O empresário-presidente, eleito e reeleito, que governa à direita, tentou justificar o injustificável dizendo que o asilo concedido a Glas é ilegal uma vez que ele foi condenado a seis anos de prisão por corrupção. Na prática, é como se território soberano de outro país tivesse sido invadido por um governo que se diz amigo. Com isso, o México cortou relações diplomáticas com o Equador e o Brasil condenou veementemente a agressão. Lula, inclusive, declarou solidariedade a Andrés Manuel López Obrador, presidente do México.
Ironicamente, o Equador teve a inviolabilidade de sua embaixada em Londres respeitada enquanto deu refúgio ao fundador do WikiLeaks, Julian Assange, entre 2012 e 2019. A polícia do Reino Unido entrou no local somente com autorização do presidente equatoriano Lenín Moreno, que suspendeu o asilo dado por seu antecessor, Rafael Correa, alegando que o jornalista desrespeitou os termos acordados para a sua permanência na embaixada.
A retirada do asilo colocou em risco a vida de Assange, pois os Estados Unidos procuravam vingança desde que ele divulgou os esquemas de espionagem global do governo norte-americano. A decisão de Moreno foi péssima, mas, ainda assim, o Reino Unido não invadiu a Embaixada do Equador ao contrário do que o Equador fez agora com a Embaixada do México.
Mesmo a opção de negar a Bolsonaro um salvo-conduto para deixar uma embaixada e pegar um voo não é lá muito provável. Deixar que ele fique meses ou anos muquiado em Brasília transformaria o local em alvo de peregrinações de aliados e fãs, causando tumultos e fomentando novos golpes. Ou seja, para o Brasil, melhor seria mais lógico deixá-lo ir embora.
Vale lembrar que, se for preso, ele será um ativo para a extrema direita, um mártir. Contudo, se fugir, pode ser tachado de covarde. Ele tem alguns meses para pensar se prefere sua liberdade ou seu legado.

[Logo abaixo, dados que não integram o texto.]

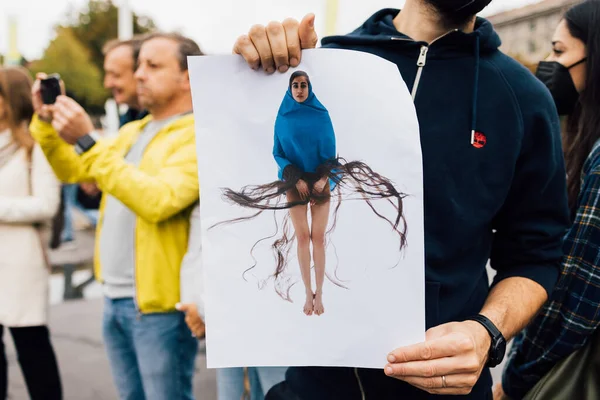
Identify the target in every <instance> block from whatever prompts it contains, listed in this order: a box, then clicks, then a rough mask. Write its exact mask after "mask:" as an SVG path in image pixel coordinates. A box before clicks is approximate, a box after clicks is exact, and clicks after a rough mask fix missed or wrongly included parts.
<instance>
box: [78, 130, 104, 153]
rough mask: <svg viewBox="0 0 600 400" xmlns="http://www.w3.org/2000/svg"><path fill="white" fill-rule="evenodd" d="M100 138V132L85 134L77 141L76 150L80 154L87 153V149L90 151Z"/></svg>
mask: <svg viewBox="0 0 600 400" xmlns="http://www.w3.org/2000/svg"><path fill="white" fill-rule="evenodd" d="M98 139H99V137H98V134H97V133H96V132H94V131H92V132H90V133H88V134H87V135H85V136H82V137H80V138H79V139H77V141H76V142H75V151H76V152H77V154H79V155H81V154H83V153H85V152H86V151H88V150H89V149H91V148H92V147H94V145H95V144H96V142H97V141H98Z"/></svg>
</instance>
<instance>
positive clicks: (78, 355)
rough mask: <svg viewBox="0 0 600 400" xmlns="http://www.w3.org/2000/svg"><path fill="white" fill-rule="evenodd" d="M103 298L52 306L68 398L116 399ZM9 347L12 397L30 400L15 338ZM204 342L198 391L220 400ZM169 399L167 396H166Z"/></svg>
mask: <svg viewBox="0 0 600 400" xmlns="http://www.w3.org/2000/svg"><path fill="white" fill-rule="evenodd" d="M101 315H102V301H101V300H100V299H94V300H71V301H69V302H66V303H63V304H61V305H58V306H53V307H52V309H51V321H50V329H51V331H52V339H53V344H54V348H55V351H56V353H57V357H58V362H59V367H60V370H61V371H60V372H61V377H62V381H63V388H64V395H65V396H64V399H65V400H114V399H117V395H116V391H115V389H114V386H113V383H112V377H111V376H110V370H109V367H108V361H107V359H106V356H105V353H104V347H103V343H102V337H101V330H100V327H101ZM5 342H6V344H7V347H8V354H7V358H8V365H9V392H10V396H9V399H10V400H27V399H28V398H29V397H28V395H27V389H26V387H25V383H24V381H23V378H22V376H21V371H20V369H19V366H18V362H17V359H16V354H15V352H14V349H13V347H12V340H5ZM203 350H204V348H203V342H201V343H200V352H199V354H198V358H197V361H196V374H195V379H194V393H195V395H196V399H198V400H216V398H217V394H216V383H215V372H214V370H209V369H207V368H206V360H205V356H204V351H203ZM165 400H166V399H165Z"/></svg>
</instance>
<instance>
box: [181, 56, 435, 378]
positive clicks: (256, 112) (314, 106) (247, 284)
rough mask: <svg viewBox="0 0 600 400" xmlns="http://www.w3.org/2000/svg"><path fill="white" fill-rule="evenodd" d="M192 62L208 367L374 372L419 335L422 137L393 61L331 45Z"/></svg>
mask: <svg viewBox="0 0 600 400" xmlns="http://www.w3.org/2000/svg"><path fill="white" fill-rule="evenodd" d="M189 62H190V75H191V81H192V95H193V101H194V113H195V116H196V131H197V148H198V168H199V177H200V187H201V193H200V196H201V201H200V204H201V206H200V207H201V212H200V215H201V220H202V221H201V225H202V250H203V264H204V293H205V299H204V303H205V312H206V318H207V356H208V365H209V367H226V366H242V365H274V366H275V365H284V366H285V365H337V366H362V367H371V368H382V366H383V365H384V364H385V355H386V354H387V352H389V351H390V350H391V349H392V348H394V347H398V346H399V345H402V344H409V343H412V342H416V341H420V340H422V339H423V336H424V277H423V276H424V265H423V264H424V259H423V252H424V251H423V209H422V207H423V206H422V168H421V153H420V141H419V132H418V123H417V119H416V114H415V110H414V106H413V104H412V99H411V98H410V94H409V93H408V90H407V89H406V86H405V85H404V83H403V81H402V79H401V77H400V76H399V74H398V71H397V69H395V68H394V67H393V65H392V64H390V63H387V62H386V61H384V60H382V59H380V58H377V57H374V56H370V55H366V54H362V53H354V52H347V51H335V50H319V51H307V52H305V56H304V59H303V62H302V64H301V66H300V67H298V68H296V69H293V70H290V71H289V72H288V73H286V74H279V75H273V76H267V75H265V74H264V73H260V72H255V71H252V70H250V69H249V68H248V67H247V66H246V65H245V64H243V61H242V60H240V59H238V58H237V57H235V56H216V57H191V58H190V60H189ZM351 71H363V73H361V74H357V73H355V72H351ZM366 71H368V72H366ZM384 82H385V86H384V85H383V83H384ZM382 89H383V90H382ZM390 313H391V315H394V316H397V317H396V319H395V320H390ZM314 340H316V341H317V342H316V343H315V342H314ZM365 340H368V341H369V343H365ZM291 344H292V345H291ZM385 346H387V347H385ZM248 347H251V349H249V348H248ZM350 348H354V349H355V350H354V351H353V352H350V351H348V350H349V349H350ZM236 349H237V350H236ZM352 353H354V354H352Z"/></svg>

Por fim, ser preso é uma coisa, ficar na cadeia é outra. A aprovação de um projeto de anistia no Congresso é possível, mas vai esbarrar no STF. Já a eleição presidencial de 2026 pode ajudar Bolsonaro, a depender do resultado. O que leva a ele uma segunda ponderação: vale mais a pena empurrar um de seus filhos para concorrer ao Palácio do Planalto, e tentar manter o controle do poder, ou abençoar um aliado mais competitivo, e transferir de vez a liderança da direita no país?